It may be 40 years since it first scared moviegoers across the globe witless, but film fans in Fife have flocked in their droves to a truly unique screening of Jaws on Kirkcaldy’s waterfront.
Steven Spielberg’s classic movie about a killer shark, which has entertained generations since its release in 1975, is worth a watch at any time after somehow standing the test of time, although it was the seaside setting selected for last night’s showing that made it all the more special.
Scores of people braved the cold to catch the first movie of the wider Kirkcaldy Film Festival taking place this weekend, with the sound of the waves lapping onto the beach adding an extra dimension to a truly memorable experience.
The film adaptation of Peter Benchley’s 1974 novel of the same name kicked off a weekend full of classic movies, cutting edge independent cinema and industry insights in the Lang Toun, and Fife’s own Hollywood star and festival patron Dougray Scott hopes film lovers will enjoy what’s on offer.
“Jaws is one of my favourite films of all time made by a 28-year-old Steven Spielberg,” he said.

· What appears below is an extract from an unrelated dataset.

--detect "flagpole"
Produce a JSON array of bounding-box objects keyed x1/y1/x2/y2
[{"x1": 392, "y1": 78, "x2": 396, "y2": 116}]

“It’s very fitting that it’s being shown outdoors on Kirkcaldy waterfront where I used to dodge a lot of sharks in my youth!
“It’s great to see the Esplanade being used in such a fantastic way. It is indeed an iconic landmark.
“I’m proud to support a festival which brings a diverse programme of independent cinema and true classics to Kirkcaldy, one that shows film can be inspiring and educational as well as entertaining.”
The festival programme includes two Hitchcock masterpieces, Fifer John Maclean’s Slow West, the Disney Pixar hit Inside Out, Liza, the Fox-Fairy, the Scottish premiere of documentary Palio and a red carpet screening of Michael Caine classic The Ipcress File over the next few days.
Talks have also been planned with former Edinburgh Film Festival director Hannah McGill, who will discuss thriller Psycho.